We’re first-time buyers looking at a brownstone but have encountered two issues and I’m getting conflicting answers on how big an issue they are: 1. No C of O and an old open permit. We would like to do a small amount of work on the house so that we could rent part out. Do…
We’re first-time buyers looking at a brownstone but have encountered two issues and I’m getting conflicting answers on how big an issue they are:
1. No C of O and an old open permit. We would like to do a small amount of work on the house so that we could rent part out. Do either of the above situations make that more difficult?
2. Inspector noticed an old oil vent in front of the house. Owner says it’s plumbing, which it clearly isn’t. I’m not sure why they wouldn’t know about an oil tank; how big a deal it is to find out definitively if it is there/was properly decommissioned; and am skeeved out by the blase response. If you’ve managed to read this far, do you have any thoughts on whether I’m rightly anxious or if this is just part of the package of buying in NYC?
First of all you don’t know if the tank was abandoned. When I abandoned my tank, I took out a permit and had it inspected. So there is a record of it with the town(yeah I live in Joisey now). If there’s an old oil vent then the pipe for filling the tank should be close by. See if you can locate it. Open it up and use something long(like a broom handle or tape measure) that you can put in it to measure if there’s any oil in it. Check with the DOB and see if there’s any records of it being abandoned , sand filled or taken out of the ground. If you can’t obtain any of these things and there’s doubt that a tank is still there, then as they said in Monty Python & The Holy Grail…”RUN AWAY”!!!
If there is a tank and it leaks, and it’s leeched into the soil then you do not want that headache. It could run into the tens of thousands for clean-up.
Good luck.
Your mortgage company is going to care about the abandoned oil tank, and so likely is your insurance company. If the current owners claim to know nothing about it, chances are it was not properly abandoned (assuming it is in fact buried).
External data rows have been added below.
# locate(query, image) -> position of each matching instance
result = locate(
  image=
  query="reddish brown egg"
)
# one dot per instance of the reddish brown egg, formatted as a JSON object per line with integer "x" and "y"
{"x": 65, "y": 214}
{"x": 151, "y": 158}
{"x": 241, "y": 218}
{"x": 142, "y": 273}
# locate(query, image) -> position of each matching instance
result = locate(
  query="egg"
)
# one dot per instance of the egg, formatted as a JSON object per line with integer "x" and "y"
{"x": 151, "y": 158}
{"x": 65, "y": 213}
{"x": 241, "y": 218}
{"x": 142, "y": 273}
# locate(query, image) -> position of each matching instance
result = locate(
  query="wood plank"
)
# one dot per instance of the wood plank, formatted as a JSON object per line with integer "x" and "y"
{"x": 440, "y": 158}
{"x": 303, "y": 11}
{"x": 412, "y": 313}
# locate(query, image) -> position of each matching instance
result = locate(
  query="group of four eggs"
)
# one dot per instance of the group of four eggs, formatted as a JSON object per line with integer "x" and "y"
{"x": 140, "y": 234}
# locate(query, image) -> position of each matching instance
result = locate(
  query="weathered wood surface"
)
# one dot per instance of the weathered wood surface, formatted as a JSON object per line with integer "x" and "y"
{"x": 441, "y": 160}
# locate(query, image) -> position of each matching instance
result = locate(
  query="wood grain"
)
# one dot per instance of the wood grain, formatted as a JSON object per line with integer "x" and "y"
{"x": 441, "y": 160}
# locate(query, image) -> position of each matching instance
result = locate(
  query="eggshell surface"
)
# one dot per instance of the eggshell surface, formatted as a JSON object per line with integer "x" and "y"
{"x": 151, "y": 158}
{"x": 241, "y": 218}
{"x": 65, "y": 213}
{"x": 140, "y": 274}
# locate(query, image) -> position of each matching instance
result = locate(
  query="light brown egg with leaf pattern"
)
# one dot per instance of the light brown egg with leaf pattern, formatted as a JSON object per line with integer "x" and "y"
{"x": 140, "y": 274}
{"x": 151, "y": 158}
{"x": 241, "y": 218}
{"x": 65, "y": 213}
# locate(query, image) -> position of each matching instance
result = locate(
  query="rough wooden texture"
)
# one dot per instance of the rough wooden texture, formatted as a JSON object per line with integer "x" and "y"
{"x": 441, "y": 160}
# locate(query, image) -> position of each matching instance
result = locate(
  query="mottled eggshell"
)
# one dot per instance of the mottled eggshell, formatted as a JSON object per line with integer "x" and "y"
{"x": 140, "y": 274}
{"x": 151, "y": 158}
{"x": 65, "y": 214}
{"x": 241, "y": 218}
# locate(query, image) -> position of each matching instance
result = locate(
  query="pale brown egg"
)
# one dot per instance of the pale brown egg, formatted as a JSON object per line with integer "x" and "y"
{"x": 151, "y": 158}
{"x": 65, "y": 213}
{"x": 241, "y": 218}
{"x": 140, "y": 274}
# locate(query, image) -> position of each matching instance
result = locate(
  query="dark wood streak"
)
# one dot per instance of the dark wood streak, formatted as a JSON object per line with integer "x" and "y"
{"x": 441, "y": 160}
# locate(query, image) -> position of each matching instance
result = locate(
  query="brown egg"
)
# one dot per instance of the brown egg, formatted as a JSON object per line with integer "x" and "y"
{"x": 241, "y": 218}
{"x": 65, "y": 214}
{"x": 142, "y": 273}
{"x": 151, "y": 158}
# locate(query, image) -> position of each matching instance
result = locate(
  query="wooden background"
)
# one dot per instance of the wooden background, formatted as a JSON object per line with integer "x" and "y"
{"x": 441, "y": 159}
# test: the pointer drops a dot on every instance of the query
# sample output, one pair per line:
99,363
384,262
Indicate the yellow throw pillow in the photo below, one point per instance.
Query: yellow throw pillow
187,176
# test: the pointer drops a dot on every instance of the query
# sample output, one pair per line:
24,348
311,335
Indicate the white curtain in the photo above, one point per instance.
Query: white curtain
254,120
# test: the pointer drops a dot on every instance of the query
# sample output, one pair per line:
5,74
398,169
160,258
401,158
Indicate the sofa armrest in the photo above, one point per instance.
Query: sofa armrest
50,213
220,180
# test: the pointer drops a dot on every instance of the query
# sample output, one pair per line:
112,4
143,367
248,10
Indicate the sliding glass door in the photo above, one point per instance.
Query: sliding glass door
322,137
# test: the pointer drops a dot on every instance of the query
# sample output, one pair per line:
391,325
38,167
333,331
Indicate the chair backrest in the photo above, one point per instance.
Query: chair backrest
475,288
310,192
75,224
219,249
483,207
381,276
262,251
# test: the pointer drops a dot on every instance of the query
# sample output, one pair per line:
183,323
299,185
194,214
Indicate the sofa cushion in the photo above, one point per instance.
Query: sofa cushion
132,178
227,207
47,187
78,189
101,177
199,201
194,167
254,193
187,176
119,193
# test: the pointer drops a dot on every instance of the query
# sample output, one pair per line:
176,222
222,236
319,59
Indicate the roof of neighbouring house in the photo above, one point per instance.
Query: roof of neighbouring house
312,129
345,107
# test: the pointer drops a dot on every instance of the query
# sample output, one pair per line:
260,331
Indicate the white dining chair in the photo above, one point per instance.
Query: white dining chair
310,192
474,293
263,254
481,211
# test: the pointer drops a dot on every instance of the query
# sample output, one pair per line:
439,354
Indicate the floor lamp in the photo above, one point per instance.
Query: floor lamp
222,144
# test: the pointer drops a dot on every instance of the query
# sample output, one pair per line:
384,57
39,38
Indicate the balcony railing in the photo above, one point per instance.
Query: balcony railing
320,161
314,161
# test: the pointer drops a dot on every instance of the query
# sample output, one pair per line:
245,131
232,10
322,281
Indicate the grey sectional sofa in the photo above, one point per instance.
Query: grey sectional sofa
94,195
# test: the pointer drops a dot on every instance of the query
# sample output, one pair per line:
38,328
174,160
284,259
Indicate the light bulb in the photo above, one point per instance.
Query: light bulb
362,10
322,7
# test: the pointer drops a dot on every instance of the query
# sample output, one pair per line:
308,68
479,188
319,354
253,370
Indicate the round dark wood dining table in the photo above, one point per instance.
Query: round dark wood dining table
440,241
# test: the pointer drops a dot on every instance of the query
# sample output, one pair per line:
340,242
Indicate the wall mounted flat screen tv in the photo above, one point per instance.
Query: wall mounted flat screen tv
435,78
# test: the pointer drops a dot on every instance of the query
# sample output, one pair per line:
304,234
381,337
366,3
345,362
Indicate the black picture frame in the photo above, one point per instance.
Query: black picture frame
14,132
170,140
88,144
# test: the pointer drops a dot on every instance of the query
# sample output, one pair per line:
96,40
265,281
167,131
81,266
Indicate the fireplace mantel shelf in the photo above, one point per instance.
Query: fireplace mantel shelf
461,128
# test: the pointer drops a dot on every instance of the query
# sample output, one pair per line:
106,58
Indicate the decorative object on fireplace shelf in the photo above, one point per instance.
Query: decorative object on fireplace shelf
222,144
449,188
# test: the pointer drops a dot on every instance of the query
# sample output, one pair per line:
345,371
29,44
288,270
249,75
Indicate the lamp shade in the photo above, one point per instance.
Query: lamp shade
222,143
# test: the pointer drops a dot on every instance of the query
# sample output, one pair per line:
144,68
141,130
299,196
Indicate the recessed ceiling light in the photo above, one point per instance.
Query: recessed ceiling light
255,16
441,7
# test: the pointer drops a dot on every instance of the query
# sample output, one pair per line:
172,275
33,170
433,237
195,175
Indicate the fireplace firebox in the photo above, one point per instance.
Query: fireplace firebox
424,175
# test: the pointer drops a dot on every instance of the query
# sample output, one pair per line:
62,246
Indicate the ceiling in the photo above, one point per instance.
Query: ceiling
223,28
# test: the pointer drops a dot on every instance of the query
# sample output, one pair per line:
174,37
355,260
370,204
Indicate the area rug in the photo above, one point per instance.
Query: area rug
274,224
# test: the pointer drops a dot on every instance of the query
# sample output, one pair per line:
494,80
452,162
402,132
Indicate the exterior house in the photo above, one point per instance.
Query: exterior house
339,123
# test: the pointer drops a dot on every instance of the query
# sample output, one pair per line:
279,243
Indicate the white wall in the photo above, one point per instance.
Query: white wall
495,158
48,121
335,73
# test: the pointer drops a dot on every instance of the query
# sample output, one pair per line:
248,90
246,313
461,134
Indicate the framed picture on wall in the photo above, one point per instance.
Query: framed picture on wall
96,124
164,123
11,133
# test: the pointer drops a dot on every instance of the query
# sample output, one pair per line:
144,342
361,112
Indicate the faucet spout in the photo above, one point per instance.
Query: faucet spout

I don’t know of any around here, but any of the companies that remove tanks should be able to figure out if one is underground using some fancy electronics, and can probably tell you more about it.
You are going to need a new C of O to do what you are talking about anyway so don’t worry about there being no C of O, unless you think you have a legal (insert # of apts) family and DOB/HPD thinks otherwise. The open permit can be taken care of by your new architect. Sometime the work never got done. How big is the pipe?